Bloedtransfusie en bloeddonatie

Wat gebeurt er bij bloeddonatie?
Bloed doneren is een geheel vrijwillige activiteit. In de meeste gevallen wordt het bloed van de bloeddonor afgenomen bij een bloedbank in de woonomgeving van de bloed donor. De bloedbak Sanquin is een van de bekendste bloedbanken die ons land kent. Sanquin selecteert de donoren zorgvuldig om de gezondheid van de donor en ontvanger te waarborgen. De selectiecriteria voor bloed doneren zijn dan ook zeer streng en worden bij elke bloeddonatie opnieuw na gegaan. Mannen kunnen vaker dan vrouwen per jaar bloed geven.Wanneer je je aangemeld hebt als bloeddonor moet je een uitgebreide vragenlijst met diverse vragen over je leefstijl en gezondheid invullen. Aan de hand van de antwoorden op deze vragenlijst krijg je een uitnodiging voor een bloeddonatie of wordt je afgewezen als bloeddonor. Wanneer de uitslag van de vragenlijst in orde is mag je bloed geven.
Bij het bloed doneren word je naar een bed of gemakkelijke stoel gebracht waar je een drukmanchet om je bovenarm krijgt, waardoor de aderen goed zichtbaar worden. Dit vergemakkelijkt het vinden van een geschikt prikgebied. Dit prikgebied wordt ontsmet en vervolgen wordt de naald in je arm geprikt. De naald is verbonden aan een bloedzak.
Vaak wordt gevraagd een vuist te maken zodat er een goede bloedstroom naar de bloedzak plaatsvindt. Een gemiddelde bloeddonatie duurt ongeveer 10 minuten. Hierbij wordt dan 400 tot 500 mililiter bloed afgenomen.
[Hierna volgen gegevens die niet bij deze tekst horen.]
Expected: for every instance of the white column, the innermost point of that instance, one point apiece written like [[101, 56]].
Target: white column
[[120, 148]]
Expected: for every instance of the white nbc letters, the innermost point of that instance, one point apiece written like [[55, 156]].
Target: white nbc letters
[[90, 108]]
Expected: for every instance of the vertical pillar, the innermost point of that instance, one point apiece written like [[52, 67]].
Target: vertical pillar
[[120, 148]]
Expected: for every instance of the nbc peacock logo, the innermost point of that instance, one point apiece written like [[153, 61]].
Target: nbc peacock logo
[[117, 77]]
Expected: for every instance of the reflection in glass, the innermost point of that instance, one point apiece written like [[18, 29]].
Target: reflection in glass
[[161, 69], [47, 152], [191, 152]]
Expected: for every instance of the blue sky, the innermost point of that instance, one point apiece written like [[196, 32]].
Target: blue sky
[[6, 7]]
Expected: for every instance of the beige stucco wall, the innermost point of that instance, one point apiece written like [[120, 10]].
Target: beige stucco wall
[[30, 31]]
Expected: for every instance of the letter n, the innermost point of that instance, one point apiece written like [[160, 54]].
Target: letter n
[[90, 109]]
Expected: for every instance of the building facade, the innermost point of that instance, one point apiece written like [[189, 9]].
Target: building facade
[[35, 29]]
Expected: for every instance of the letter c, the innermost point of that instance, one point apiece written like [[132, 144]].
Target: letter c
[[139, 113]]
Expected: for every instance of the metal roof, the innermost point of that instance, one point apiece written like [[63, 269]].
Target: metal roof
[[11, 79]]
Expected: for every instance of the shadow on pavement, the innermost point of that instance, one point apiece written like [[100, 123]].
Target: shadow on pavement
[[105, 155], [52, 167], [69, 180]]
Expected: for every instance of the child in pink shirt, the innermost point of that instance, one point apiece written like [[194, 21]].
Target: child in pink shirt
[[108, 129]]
Direct na de bloeddonatie wordt het bloed gecontroleerd op infecties.
Na het bloed doneren wordt de naald uit je arm verwijderd en wordt je gevraagd met je vinger op de prikplek te drukken om de kans op een blauwe plek te verkleinen. Daarna wordt er een verbandje op de prikplek aangebracht. Vervolgens kan je nog even rustig bij komen en het vochttekort aanvullen met een drankje.
Bloedtransfusie
Een bloedtransfusie is niet zo eenvoudig als het lijkt. Bij bloedtransfusies is het belangrijk kennis te hebben van de verschillende bloedgroepen en de verenigbaarheid van deze verschillende bloedgroepen. In 1901 ontdekte Karl Landsteiner dat er verschillende bloedgroepen zijn, die noemde hij het ABO-systeem. De vier basisgroepen in dit ABO-systeem zijn A, B, AB en O. Wanneer een ontvanger bloed gedoneerd krijgt dat niet past bij zijn eigen bloedgroep, kunnen er gevaarlijke stollingsreacties optreden.Een ander belangrijk bloedsysteem is het resussysteem. Dit systeem dankt zijn naam aan de experimenten met resusaapjes. Ieder persoon is, onafhankelijk van de bloedgroep, resuspositief of resusnegatief. Dit is afhankelijk van of er wel of geen resusantigeen aanwezig is op de buitenkant van de rode bloedcellen. Iemand die resuspositief is, kan zonder problemen een resusnegatieve bloedtransfusie ondergaan. Omgekeerd kan een persoon met resusnegatief bloed antilichamen ontwikkelen tegen resuspositief bloed wanneer dit met elkaar in aanraking komt.
Bloedproducten voor transfusie
Gedoneerd bloed bestaat uit een aantal bloedproducten. Het donorbloed kan volledig gebruikt worden, of alleen bepaalde onderdelen van het bloed. De onderdelen die gescheiden kunnen worden zijn rode bloedcellen, bloedplaatjes en plasma.
Wat kan er misgaan?
Wanneer er een bloedtransfusie overwogen wordt, wordt er een risicoanalyse uitgevoerd. Een bloedtransfusie is namelijk niet zonder risico's. Tijdens een bloedtransfusie kan je bijvoorbeeld geïnfecteerd worden met een door het bloed verspreid virus. Dit komt tegenwoordig echter nog maar zelden voor, voornamelijk door de strenge selectiecriteria voor bloeddonoren. Ook kan men perongeluk verkeerd bloed krijgen. Daarom wordt voor de werkelijke transfusie de bloedzakken en de informatie over het label door twee verpleegkundigen extra gecontroleerd. Sommige patiënten krijgen na de bloedtransfusie een lichte koorts, door een reactie van het immuunsysteem op het nieuwe bloed.